Over the preceding months, the seven-party anti-palace alliance could barely disguise its frustration at not being able to join the Maoists in violently resisting the polls without undermining their self-proclaimed commitment to democracy.
The royal government, for its part, proved that elections could be held in the worst of times. King Gyanendra clearly preferred to incur the wrath of democrats for holding elections, not for abandoning them.
Yeah, and turnout? Confronted with the fact that a quarter of 4,000 seats had no one standing at all, the palace probably had already figured out that the same rebel-induced fear would grip constituents.
For a regime facing scathing criticism at home and abroad for failing to keep its pledges, moreover, holding the local elections on schedule provided a rare opportunity to respond. After King Gyanendra, the man with the greatest stake in the polls was Home Minister Kamal Thapa. He must have uncorked a steady stream of champagne – figuratively, at least.
The United States was quick to denounce the polls as a sham. Much of the democratic world evidently shares the sentiment. Indeed, the legions withdrawing their nominations over the last two weeks citing threats from the Maoists were the respectable ones. Among them, one understands, were people who had personally assured the monarch of their participation, come what may.
Countless others pulled out saying they had no idea they had ever filed papers. There were no candidates or candidates stood unopposed in 22 municipalities. Of the contestants in the remaining 36 towns and cities, most were ordinary people. Of course, longtime advocates for ending the tight grip the elite have traditionally held on electoral politics kept quiet in view of their more immediate target: the palace.
Candidates determined to stick until the end invariably fell under heavy military security.

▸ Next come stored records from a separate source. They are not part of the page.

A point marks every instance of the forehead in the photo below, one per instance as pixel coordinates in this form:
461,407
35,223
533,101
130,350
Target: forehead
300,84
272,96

Anxious family members, more than armed rebels, seemed the real reason for the electoral hemorrhage. More bullets than ballots, the international media's favorite punch-line went.
In such circumstances, sham was hardly an inappropriate word. For many, the municipal polls have undoubtedly provided a glimpse of the shape of things to come in the national elections due next year.
In terms of immediate politics, the municipal polls have done little to shift the balance of power. For now, Nepalis would probably have to endure the stalemate that has wearied them for the last three years.
Not all may be doom and gloom, though. The 10 percent turnout, perhaps a fair estimate between the government's and opposition's propensity for exaggeration, is not that bad. That's about the same turnout in the Indian states of Punjab and Kashmir during the height of the insurgencies there.
Those elections are still cited as turning points in the Punjabis' and Kashmiris' road to recovery. Hoping against hope? One hopes not.